Moreover, a great impact of the wishful impulse is seen towards the end of the story. Just as Pluto would follow the narrator, the new cat that he had adopted had traits just Pluto, just like one missing eye. A wishful impulse of aggression is released again from the narrator when he states, “ One day she accompanied me, upon some household errand, into the cellar of the old building which our poverty compelled us to inhabit. The cat followed me down the steep stairs, and, nearly throwing me headlong, exasperated me to madness.

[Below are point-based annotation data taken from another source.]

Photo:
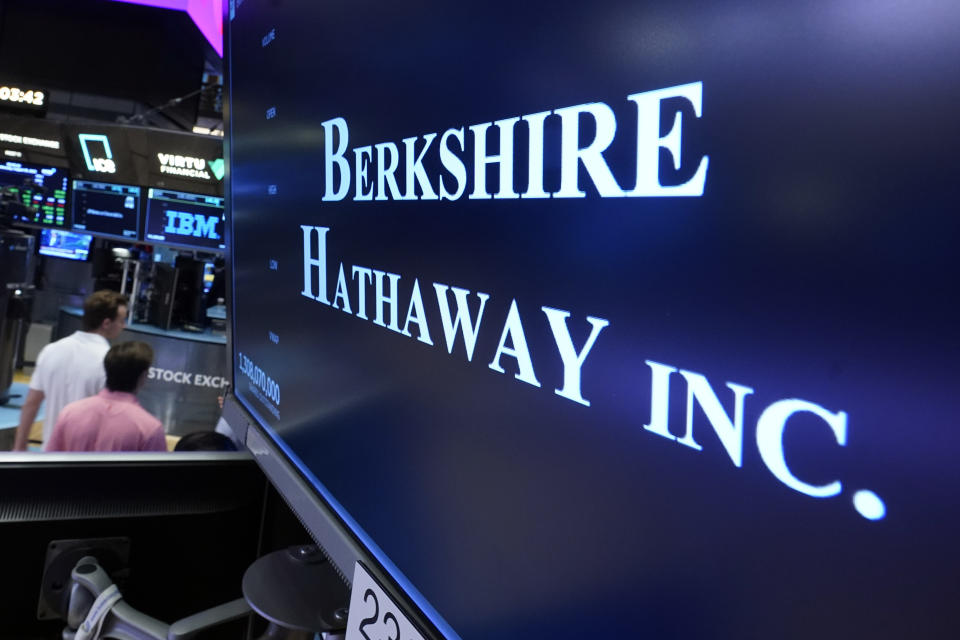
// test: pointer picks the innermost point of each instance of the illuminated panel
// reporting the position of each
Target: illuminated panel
(184, 219)
(106, 209)
(42, 192)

Uplifting an axe, and forgetting, in my wrath, the childish dread which had hitherto stayed my hand, I aimed a blow at the animal which, of course, would have proved instantly fatal had it descended as I wished. But this blow was arrested by the hand of my wife. Goaded, by the interference, into a rage more than demoniacal, I withdrew my arm from her grasp and buried the axe in her brain. She fell dead upon the spot, without a groan.” While trying to displace the wishful impulse of his anger that was awakened on the cat, the narrator in his anger, slaughtered his wife. In his one final blow on trying to displace his anger, he lost control due to the wishful impulse that impacted his conscious mind.
Consequently, one can see how Freud’s psychoanalytic concepts are displayed in “The Black Cat.” Freud states in his lecture, “If what was repressed is brought back again into conscious mental activity – a process which presupposes the overcoming of considerable resistances – the resulting psychical conflict, which the patient had tried to avoid, can, under the physician’s guidance, reach a better outcome than was offered by repression.” Therefore, as the more that the narrator tried to resist and repress his memories and his anger, the greater his reaction was when he would attempt to displace his aggression towards animals. In one of his final wishful impulse blows, his wife was struck. The condensation of the cat and its phantasm would not let him become mentally stable, causing his repressed memories to always come back one way or another.